When K had opportunity to glance back at me, it was with knitted brow and lips curled in a determined grimace. Her cheeks were wet with the perspiration and tears of exertion.
“I’m sorry,” she said and repeated, over and over, “I’m sorry. I’m so sorry.”
I wanted to say that it was perfectly all right, that I was man enough to cope with a horde of filthy beggars. But instead I said nothing. I did not have the words. Oh that human beings, and more than that, British human beings, should be reduced to such depravity! And Oh! That the once fine streets of Islington should become home to such beggars!
Then, as it seemed we were in the very eye of the swarm, our advance halted and pressed from all sides by that clemming rabble, a grating sound as of metal on stone echoed from beyond the mob, and the tide of filthy, groping flesh began to recede, finally dissolving away like scum on a broken wave.

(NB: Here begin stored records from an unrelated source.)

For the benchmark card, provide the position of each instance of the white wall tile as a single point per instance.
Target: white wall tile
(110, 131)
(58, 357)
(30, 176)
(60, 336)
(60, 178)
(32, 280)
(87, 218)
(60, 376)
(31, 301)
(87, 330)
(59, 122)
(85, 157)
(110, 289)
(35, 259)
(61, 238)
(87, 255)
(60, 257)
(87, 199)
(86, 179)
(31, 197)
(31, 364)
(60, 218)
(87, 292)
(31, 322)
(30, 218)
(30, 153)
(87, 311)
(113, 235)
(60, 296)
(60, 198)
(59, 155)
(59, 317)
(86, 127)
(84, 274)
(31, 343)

As the crowd broke from us, I could see the gates to the inn opened ajar and two figures, guards no doubt, both bald headed and scarred like back-street pugilists, stole through the narrow gap. One of the figures shouldered a crossbow, much heavier than K’s delicate weapon, and kept careful aim on the straggling mob as his comrade began to scatter scraps of fodder from a large barrel. The beggars scrabbled after these rotting slops eagerly and, with no further obstacle, we tick-tocked through the open gates.

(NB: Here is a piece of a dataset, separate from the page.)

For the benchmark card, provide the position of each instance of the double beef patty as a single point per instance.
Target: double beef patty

K turned the auto-cycle in a leisurely arc around the high-walled yard and brought it to a halt outside the stable block to the rear.
An elderly though still well-built gentlemen appeared from the stables and held the handlebars of the now quieted vehicle while K alighted gracefully and I, somewhat less elegant in my dismount, slipped from the saddle and stumbled to my feet.
“Stable the bike, please, Howel,” K said to the old man, wiping the drying tears from her cheeks. “We will be spending the night here.”
“Yes, Milady.”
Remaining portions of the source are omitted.